We have setup a bare-metal Kubernetes cluster, and have deployed JupyterHub on it for students here at UC Davis to use. There has been a recurring issue that is affecting our JupyterHub service. User pods sometime get stuck in the terminating, and that seems to affect other pods running on the same node as well. Our solution so far has been to use
kubectl delete pod <pod-name> --grace-period=0 --force, and to drain the affected node. We are not sure what is the root cause of this problem. Has anyone else ran into a similar problems? Hi @choldgraf, have you run into this problem with the deployments at Berkeley? Thank you in advance.
Hi @lux12337, I would guess this is a general Kubernetes issue.
Here is some input on questions I’d raise to figure out the issue.
kubectl describe pod <pod-name> and inspect status and events.
- Try to figure out if the pod’s container(s) are running still
- Try to figure out if there are issues with detaching storage for the pod, I don’t know specifically to do that but it is a hunch that it could be an issue.
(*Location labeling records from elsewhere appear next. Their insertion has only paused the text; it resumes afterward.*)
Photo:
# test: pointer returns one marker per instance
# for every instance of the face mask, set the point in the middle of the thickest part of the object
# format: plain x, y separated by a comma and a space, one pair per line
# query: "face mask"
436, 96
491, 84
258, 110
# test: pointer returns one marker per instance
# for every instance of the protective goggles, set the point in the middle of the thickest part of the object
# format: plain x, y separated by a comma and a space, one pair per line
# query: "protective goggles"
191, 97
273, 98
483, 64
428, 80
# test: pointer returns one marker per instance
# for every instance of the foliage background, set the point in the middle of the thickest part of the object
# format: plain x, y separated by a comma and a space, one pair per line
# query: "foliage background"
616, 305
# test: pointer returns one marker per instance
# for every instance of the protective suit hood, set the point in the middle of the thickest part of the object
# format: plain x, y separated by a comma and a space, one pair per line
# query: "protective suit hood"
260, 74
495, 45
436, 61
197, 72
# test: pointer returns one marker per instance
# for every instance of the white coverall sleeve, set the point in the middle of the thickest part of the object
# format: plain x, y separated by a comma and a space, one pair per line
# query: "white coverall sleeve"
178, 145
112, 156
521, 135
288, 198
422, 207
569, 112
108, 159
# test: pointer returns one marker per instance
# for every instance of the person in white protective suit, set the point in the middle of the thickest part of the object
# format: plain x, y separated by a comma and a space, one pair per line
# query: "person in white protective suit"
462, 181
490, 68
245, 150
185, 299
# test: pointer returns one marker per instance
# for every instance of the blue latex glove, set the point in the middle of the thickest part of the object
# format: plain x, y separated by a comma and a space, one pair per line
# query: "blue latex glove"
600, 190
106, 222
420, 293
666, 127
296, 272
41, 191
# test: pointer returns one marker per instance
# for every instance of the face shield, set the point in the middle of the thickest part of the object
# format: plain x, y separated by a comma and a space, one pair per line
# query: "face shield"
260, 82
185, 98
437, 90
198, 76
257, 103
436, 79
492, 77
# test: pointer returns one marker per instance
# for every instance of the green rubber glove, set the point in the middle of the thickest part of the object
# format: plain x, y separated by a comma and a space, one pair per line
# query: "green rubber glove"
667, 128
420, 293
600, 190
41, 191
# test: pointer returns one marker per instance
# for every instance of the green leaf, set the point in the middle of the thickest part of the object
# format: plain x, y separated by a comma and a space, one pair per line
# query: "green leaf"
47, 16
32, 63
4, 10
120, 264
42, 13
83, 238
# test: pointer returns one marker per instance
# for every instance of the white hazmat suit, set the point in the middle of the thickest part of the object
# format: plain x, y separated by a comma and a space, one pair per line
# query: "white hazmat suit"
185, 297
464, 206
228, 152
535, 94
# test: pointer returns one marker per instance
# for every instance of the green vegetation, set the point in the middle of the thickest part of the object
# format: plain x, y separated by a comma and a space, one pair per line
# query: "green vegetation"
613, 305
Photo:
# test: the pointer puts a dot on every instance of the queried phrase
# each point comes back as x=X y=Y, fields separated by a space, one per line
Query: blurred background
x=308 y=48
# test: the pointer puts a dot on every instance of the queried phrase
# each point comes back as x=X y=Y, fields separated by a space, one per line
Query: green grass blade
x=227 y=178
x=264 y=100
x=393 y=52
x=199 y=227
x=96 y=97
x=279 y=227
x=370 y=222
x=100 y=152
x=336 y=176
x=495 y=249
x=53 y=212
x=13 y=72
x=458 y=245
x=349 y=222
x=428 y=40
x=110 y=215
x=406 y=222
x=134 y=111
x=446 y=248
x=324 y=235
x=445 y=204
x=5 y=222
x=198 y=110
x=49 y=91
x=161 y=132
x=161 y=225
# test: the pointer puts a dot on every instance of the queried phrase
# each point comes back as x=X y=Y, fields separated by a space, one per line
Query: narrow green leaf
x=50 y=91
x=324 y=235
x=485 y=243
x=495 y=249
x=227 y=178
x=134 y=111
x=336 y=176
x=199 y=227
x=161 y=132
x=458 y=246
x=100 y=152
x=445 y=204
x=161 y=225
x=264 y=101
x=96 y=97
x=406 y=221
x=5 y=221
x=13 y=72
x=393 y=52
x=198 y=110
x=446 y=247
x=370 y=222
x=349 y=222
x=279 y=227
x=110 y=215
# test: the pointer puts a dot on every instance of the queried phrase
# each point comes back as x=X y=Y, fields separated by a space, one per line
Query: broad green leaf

- If there are a kubernetes PVC resources created for the user pod by having dynamic storage configured (default) in the zero-to-jupyterhub-k8s helm chart, I’d inspect this specific PVC and associated PV. Is the storage considered in use by a pod or not currently? Is the PVC bound to the PV? Those kinds of questions.
- What is the state of the node that the pod resides on, is the node healthy?